Feature-based Measures

`f1`(X, y)	Calculates the Maximum Fisher's discriminant ratio (F1) metric.
`f1v`(X, y)	Calculates the Directional vector maximum Fisher's discriminant ratio (F1v) metric.
`f2`(X, y)	Calculates the Volume of overlapping region (F2) metric.
`f3`(X, y)	Calculates the Maximum individual feature efficiency (F3) metric.
`f4`(X, y)	Calculates the Collective feature efficiency (F4) metric.

problexity.classification.f1(X, y)

Calculates the Maximum Fisher’s discriminant ratio (F1) metric.

Measure describes the overlap of feature values in each class.

\[F1=\frac{1}{1+max^{m}_{i=1}r_{f_{i}}}\]

Parameters:

X (array-like, shape (n_samples, n_features)) – Dataset
y (array-like, shape (n_samples)) – Labels of binary classification task ([0,1])

Return type:

float

Returns:

F1 score

problexity.classification.f1v(X, y)

Calculates the Directional vector maximum Fisher’s discriminant ratio (F1v) metric.

\[F1v=\frac{1}{1+dF}\]

Parameters:

X (array-like, shape (n_samples, n_features)) – Dataset
y (array-like, shape (n_samples)) – Labels of binary classification task ([0,1])

Return type:

float

Returns:

F1v score

problexity.classification.f2(X, y)

Calculates the Volume of overlapping region (F2) metric.

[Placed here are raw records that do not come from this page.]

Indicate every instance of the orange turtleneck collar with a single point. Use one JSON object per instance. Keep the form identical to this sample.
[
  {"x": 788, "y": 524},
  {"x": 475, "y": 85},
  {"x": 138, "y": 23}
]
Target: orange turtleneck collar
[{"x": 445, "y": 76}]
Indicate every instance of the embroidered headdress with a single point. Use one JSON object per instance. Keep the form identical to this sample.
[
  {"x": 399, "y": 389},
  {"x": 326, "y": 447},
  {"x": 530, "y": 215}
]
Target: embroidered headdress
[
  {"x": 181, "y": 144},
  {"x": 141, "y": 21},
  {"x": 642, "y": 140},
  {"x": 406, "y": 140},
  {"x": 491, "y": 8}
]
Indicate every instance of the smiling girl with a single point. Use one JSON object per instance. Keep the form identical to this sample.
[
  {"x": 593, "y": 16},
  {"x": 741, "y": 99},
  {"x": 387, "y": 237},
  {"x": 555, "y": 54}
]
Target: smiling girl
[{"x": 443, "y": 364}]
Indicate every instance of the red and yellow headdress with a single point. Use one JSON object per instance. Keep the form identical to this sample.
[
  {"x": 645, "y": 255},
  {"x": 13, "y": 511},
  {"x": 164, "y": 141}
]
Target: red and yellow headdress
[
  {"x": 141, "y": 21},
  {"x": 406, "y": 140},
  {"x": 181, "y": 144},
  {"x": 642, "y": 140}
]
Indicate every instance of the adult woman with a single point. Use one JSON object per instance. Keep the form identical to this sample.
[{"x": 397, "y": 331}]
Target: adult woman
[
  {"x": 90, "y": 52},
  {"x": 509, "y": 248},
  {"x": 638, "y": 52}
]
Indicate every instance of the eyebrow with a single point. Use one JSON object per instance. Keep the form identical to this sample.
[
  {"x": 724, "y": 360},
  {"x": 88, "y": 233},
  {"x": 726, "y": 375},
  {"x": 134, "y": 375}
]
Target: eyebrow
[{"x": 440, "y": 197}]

Describes the overlap of the feature values within the classes. The measure is determined by the minimum and maximum values of features in the class. The overlap is then calculated and normalized by the range of values in each class.

\[F2=\prod^{m}_{i}{\frac{overlap(f_i)}{range(f_i)}}\]

Parameters:

X (array-like, shape (n_samples, n_features)) – Dataset
y (array-like, shape (n_samples)) – Labels of binary classification task ([0,1])

Return type:

float

Returns:

F2 score

problexity.classification.f3(X, y)

Calculates the Maximum individual feature efficiency (F3) metric.

Measure describes the efficiency of each feature in the separation of classes. It considers the maximum value among all features.

\[F3=\min^{m}_{i=1}{\frac{n_o(f_i)}{n}}\]

Parameters:

X (array-like, shape (n_samples, n_features)) – Dataset
y (array-like, shape (n_samples)) – Labels of binary classification task ([0,1])

Return type:

float

Returns:

F3 score

problexity.classification.f4(X, y)

Calculates the Collective feature efficiency (F4) metric.

The measure describes an overview of how the features work together. The instances separated by the most discriminant feature that was not used already are excluded from the further analysis. The process continues until all instances are classified or all features are used. The measure is calculated according to the number of instances in the overlapping region after all features were used and the total number of samples.

\[F4=\frac{n_o(f_{min}(T_l))}{n}\]

Parameters:

X (array-like, shape (n_samples, n_features)) – Dataset
y (array-like, shape (n_samples)) – Labels of binary classification task ([0,1])

Return type:

float

Returns:

F4 score